AMANDA FERGUSON in Derry
Wednesday, August 5, 2020
On Monday morning I was holding to go on air to talk about Covid-19 face coverings when the message arrived on my phone that former SDLP leader and Nobel laureate John Hume had died at the age of 83.
The politician from the TV screens and newspapers of my childhood and younger years was gone.
Derry’s civil rights champion and anti-violence peacemaker, who, with others, helped bring peace - through the 1998 Good Friday (Belfast) Agreement - had been out of public life for many years.
We all knew he had been ill for a long time with dementia but if felt like he had always been around so his passing has hit hard.
As I waited to speak on BBC Radio Ulster I posted the Hume family statement about their loss.
When I was introduced to speak I knew I had to start by paying tribute to him.
I was not expecting to feel so emotional about it.
I thought about why my voice had wobbled, about why I shed tears after.
It was because someone truly special, who has made such a huge contribution to all our lives, was no more, and I was grateful for his life.
I am 41 so experienced enough of the Troubles/conflict in the north/Northern Ireland to appreciate what he and others achieved.
Today was the chance to give him a good send off, and Derry delivered.
Messages from the Dalai Lama, the Pope, President Clinton, and U2 frontman Bono were read out to the 100 or so mourners gathered for his funeral mass in St Eugene’s Cathedral, and the many thousands more, like me, who were viewing proceedings on the TV and online.
Hundreds gathered outside the church to pay their respects.
In normal, non-covid, circumstances it would have been many thousands.
None of us is perfect, including John Hume, but what a good man he was.
Everyone I spoke to today had kind words for him and the breadth of tributes shows how well regarded he was.
Of course there are those who would use his passing to make digs at others.
They miss the point when they do this.
John Hume was courageous, principled, tenacious, and fair.
He was a decent man.

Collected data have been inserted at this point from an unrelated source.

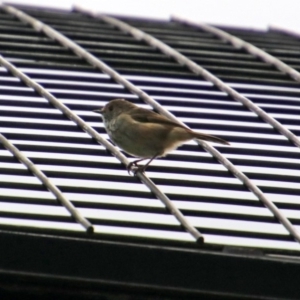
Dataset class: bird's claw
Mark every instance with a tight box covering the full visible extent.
[127,161,135,175]
[127,162,145,176]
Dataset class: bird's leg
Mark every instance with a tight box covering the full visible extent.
[127,158,148,174]
[141,154,158,171]
[128,154,158,175]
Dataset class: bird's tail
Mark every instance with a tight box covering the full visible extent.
[191,131,230,145]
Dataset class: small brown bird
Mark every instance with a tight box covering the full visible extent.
[94,99,229,174]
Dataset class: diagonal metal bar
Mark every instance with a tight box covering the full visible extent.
[0,131,94,233]
[172,15,300,84]
[72,6,300,244]
[0,8,203,244]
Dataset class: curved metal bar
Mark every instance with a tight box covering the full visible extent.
[73,6,300,243]
[0,132,94,233]
[171,15,300,84]
[0,8,203,244]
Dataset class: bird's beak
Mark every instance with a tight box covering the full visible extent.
[93,108,104,114]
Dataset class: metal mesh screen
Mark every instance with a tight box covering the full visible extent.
[0,5,300,254]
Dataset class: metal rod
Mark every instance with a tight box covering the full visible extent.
[1,7,203,244]
[171,15,300,84]
[72,6,300,244]
[0,132,93,233]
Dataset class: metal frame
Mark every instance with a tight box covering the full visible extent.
[71,6,300,244]
[0,5,300,299]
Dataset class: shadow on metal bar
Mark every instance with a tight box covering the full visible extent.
[0,130,93,233]
[1,6,203,244]
[70,5,300,244]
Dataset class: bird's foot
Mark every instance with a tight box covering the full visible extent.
[127,161,136,175]
[127,161,146,176]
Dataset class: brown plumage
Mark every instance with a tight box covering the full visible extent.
[94,99,229,174]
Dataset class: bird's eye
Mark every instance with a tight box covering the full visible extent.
[109,106,113,111]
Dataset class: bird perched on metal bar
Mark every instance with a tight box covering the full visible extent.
[94,99,229,174]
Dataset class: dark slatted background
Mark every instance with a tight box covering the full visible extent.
[0,5,300,255]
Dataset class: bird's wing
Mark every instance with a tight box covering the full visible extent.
[127,107,229,145]
[129,108,186,129]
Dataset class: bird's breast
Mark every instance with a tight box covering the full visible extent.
[105,115,169,158]
[104,118,118,133]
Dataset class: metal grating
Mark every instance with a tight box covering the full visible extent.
[0,4,300,254]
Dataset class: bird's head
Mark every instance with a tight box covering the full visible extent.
[94,99,135,121]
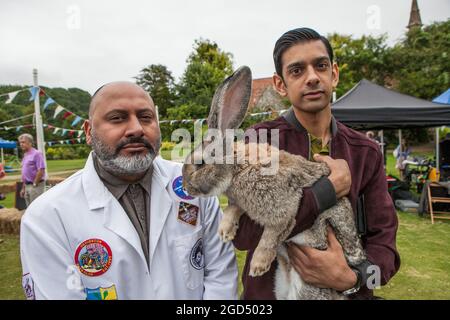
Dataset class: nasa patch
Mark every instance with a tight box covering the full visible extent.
[172,176,194,200]
[190,238,204,270]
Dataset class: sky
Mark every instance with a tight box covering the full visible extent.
[0,0,449,95]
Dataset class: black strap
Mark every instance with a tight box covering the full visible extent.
[356,195,367,237]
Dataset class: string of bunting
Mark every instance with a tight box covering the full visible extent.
[0,87,86,128]
[0,87,33,104]
[41,89,86,127]
[2,87,288,129]
[0,123,84,137]
[158,109,288,125]
[46,137,86,147]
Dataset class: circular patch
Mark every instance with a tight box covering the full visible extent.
[172,176,194,200]
[190,238,204,270]
[74,239,112,277]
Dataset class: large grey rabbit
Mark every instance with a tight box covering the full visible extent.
[182,66,366,299]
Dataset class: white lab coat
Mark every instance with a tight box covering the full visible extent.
[20,153,238,300]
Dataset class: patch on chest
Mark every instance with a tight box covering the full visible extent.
[85,285,118,300]
[190,238,204,270]
[177,202,199,226]
[74,239,112,277]
[172,176,194,200]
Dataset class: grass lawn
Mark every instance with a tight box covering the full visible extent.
[1,151,449,299]
[46,159,87,173]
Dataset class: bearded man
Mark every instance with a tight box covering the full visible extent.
[20,82,238,300]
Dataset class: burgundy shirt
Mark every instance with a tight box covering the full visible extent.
[233,115,400,300]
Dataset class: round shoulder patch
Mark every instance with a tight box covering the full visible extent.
[172,176,194,200]
[190,238,204,270]
[75,239,112,277]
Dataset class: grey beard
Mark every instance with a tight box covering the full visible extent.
[91,131,159,175]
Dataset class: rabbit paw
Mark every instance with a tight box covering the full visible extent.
[218,218,239,242]
[249,249,274,277]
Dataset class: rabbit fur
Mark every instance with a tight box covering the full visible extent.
[182,66,366,299]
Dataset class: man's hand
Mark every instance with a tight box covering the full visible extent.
[287,227,357,292]
[313,154,351,198]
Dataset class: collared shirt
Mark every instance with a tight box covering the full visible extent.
[92,153,153,266]
[21,148,46,183]
[308,133,330,160]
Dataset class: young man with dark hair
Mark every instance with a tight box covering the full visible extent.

Someone who wanted the best for everyone.
He did not sit back. He made things happen.
Reflecting on John Hume's life today his son John Hume Junior said if his father could be there and say a few words he would no doubt talk about “our common humanity, the need to respect diversity and difference, to protect and deepen democracy, to value education, and to place nonviolence at the absolute centre”.
“He might also stress the right to a living wage and a roof over your head, to decent healthcare and education," he added.

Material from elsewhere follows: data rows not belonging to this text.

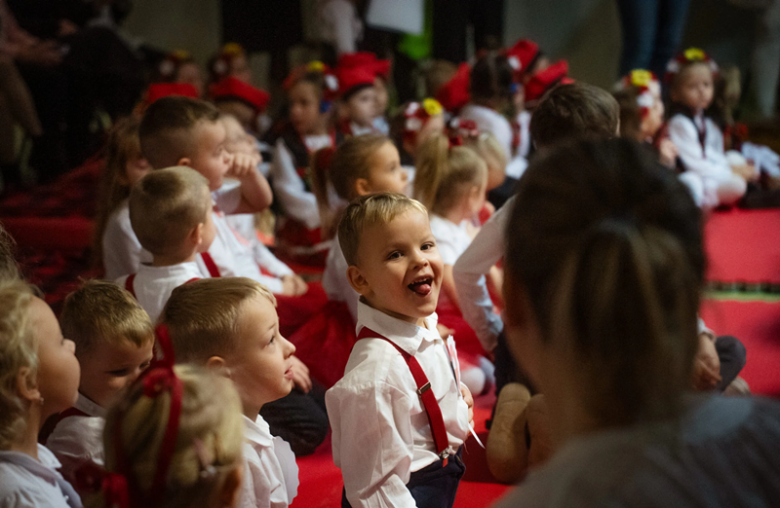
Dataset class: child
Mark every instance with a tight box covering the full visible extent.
[96,118,151,280]
[208,42,253,87]
[450,121,508,209]
[291,135,409,387]
[154,49,204,97]
[0,278,81,507]
[115,167,216,323]
[162,277,302,506]
[210,76,271,136]
[326,193,474,508]
[92,361,245,508]
[336,63,380,138]
[45,280,154,489]
[666,48,751,208]
[495,137,780,507]
[391,99,446,169]
[337,52,392,134]
[270,62,339,266]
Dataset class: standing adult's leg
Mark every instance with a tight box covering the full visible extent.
[615,0,659,76]
[650,0,692,78]
[751,1,780,119]
[432,0,469,64]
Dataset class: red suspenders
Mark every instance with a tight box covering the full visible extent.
[356,327,452,464]
[199,252,222,278]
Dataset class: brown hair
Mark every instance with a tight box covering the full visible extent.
[414,134,487,216]
[59,279,153,355]
[0,222,18,281]
[425,60,458,98]
[93,118,144,268]
[613,89,644,141]
[338,193,428,266]
[128,167,210,257]
[469,52,514,106]
[139,96,221,169]
[530,83,619,149]
[161,277,275,364]
[505,138,702,426]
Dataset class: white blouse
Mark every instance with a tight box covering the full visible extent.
[0,444,82,508]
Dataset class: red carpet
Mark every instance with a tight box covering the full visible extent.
[704,208,780,284]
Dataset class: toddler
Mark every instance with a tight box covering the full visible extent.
[392,99,446,169]
[0,278,81,507]
[154,49,204,97]
[326,193,474,508]
[162,277,302,507]
[45,280,154,489]
[666,48,751,208]
[116,167,216,323]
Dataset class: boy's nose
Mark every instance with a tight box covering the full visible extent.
[281,335,296,357]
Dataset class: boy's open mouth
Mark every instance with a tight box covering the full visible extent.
[408,277,433,296]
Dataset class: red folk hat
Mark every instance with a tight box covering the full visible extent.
[209,76,270,112]
[505,39,540,81]
[336,64,377,97]
[525,60,573,105]
[146,83,200,105]
[435,63,471,114]
[338,52,391,80]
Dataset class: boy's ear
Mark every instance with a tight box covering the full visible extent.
[346,265,371,297]
[355,178,371,197]
[189,223,205,248]
[177,157,192,167]
[16,367,41,404]
[206,356,228,374]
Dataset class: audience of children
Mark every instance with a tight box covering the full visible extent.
[45,280,154,491]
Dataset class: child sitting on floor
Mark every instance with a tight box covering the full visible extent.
[97,118,151,280]
[115,167,216,323]
[337,52,392,135]
[0,278,81,507]
[154,49,205,97]
[335,62,381,139]
[162,277,302,506]
[326,193,474,508]
[45,280,154,490]
[391,99,445,170]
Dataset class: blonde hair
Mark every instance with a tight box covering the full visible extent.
[161,277,276,364]
[414,134,487,216]
[463,131,506,191]
[0,278,36,450]
[0,222,19,281]
[338,193,428,266]
[59,279,154,356]
[100,365,243,508]
[310,134,391,238]
[94,118,143,268]
[129,167,210,257]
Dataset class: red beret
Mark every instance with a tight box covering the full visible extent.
[146,83,200,105]
[336,65,377,97]
[525,60,573,104]
[209,76,270,112]
[435,63,471,114]
[338,52,391,80]
[505,39,540,81]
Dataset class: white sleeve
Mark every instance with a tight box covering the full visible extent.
[270,139,321,229]
[45,417,105,485]
[254,243,294,278]
[102,208,142,280]
[668,116,732,180]
[326,377,418,508]
[214,185,243,215]
[453,197,513,352]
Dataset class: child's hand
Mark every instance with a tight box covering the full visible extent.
[281,275,308,296]
[692,332,721,391]
[658,139,678,168]
[460,383,474,426]
[226,152,261,179]
[731,162,759,182]
[289,355,313,393]
[436,323,455,339]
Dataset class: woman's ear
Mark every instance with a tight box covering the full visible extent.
[346,265,370,297]
[15,367,41,404]
[354,178,371,196]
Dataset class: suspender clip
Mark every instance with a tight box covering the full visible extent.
[417,382,431,396]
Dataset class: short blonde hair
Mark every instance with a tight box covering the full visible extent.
[464,131,506,190]
[0,279,36,449]
[102,365,243,508]
[129,166,210,257]
[59,279,154,356]
[338,193,428,267]
[161,277,276,364]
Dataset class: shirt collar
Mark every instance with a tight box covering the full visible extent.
[356,299,440,356]
[137,261,202,278]
[243,414,274,448]
[74,393,106,418]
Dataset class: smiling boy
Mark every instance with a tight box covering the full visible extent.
[326,193,474,508]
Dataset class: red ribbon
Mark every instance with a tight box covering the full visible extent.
[74,464,130,508]
[448,136,464,148]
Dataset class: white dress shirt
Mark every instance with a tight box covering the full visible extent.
[459,104,513,161]
[453,196,514,352]
[44,394,106,489]
[271,135,332,230]
[116,261,206,324]
[322,235,359,321]
[102,200,143,280]
[0,444,82,508]
[239,415,299,508]
[429,216,472,266]
[326,301,470,508]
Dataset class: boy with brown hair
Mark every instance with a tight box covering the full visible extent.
[326,193,474,508]
[115,166,216,323]
[45,279,154,488]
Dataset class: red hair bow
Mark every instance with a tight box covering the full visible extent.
[75,463,130,508]
[448,136,464,149]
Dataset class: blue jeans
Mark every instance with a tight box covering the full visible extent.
[616,0,692,77]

“If he were here now, he might quote his friend, Congressman John Lewis, who sadly passed away a few weeks ago, appealing to the ‘goodness of every human being and never giving up'.”
I tried to explain to radio listeners in Britain today how important John Hume's contribution to the world has been, and how the soon to be launched John and Pat Hume Foundation will protect that legacy and promote reconciliation here and far beyond these shores.
When you are talking about such an impressive person the words you chose never feel enough.
I will take inspiration from John Hume Junior’s words today and end by simply saying: Thank you, John Hume, for a life well lived.